Helmets provided some head cover, but nothing protected the face from flying chunks of exploding artillery shells.

Ambulance driver Evadne Price described one of the wounded as having a “wagging lump of raw flesh on a neck that was a face a short time ago,” according to an article Lubin wrote in the Archives of American Art Journal.

Wars still inflict such injuries. The face remains vulnerable, said Navy Capt. Gerald T. Grant, an expert at the Walter Reed National Military Medical Center.

And facial prostheses, as they are now known, are still crafted for disfigured soldiers.

Today they are made of silicone and acrylic.
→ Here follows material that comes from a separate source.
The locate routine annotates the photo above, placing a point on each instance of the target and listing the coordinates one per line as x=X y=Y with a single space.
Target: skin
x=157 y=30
They often are designed on a computer and in 3-D. And they are held in place with implants and magnets. “We’ve come quite a bit further,” Grant said.

Anna Coleman Ladd, the well-to-do daughter of Philadelphia socialites, had been educated in Europe and was a successful sculptor in Boston by the time the war began.

Her husband, a pediatrician, was already overseas in 1917 when she heard about the work of the British sculptor Francis Derwent Wood.

He had started making masks for disfigured British soldiers in a facility the soldiers called the “Tin Noses Shop.”

“My work begins where the work of the surgeon is completed,” Wood wrote in 1917 in the Lancet medical journal.

“I endeavour by means of the skill I happen to possess as a sculptor to make a man’s face as near as possible to what it looked like before he was wounded,” he wrote. “ The patient acquires his old self-respect . . . [and] his presence is no longer a source of melancholy.”

Ladd, 39, who had lived in France, wondered whether she might do the same for French soldiers.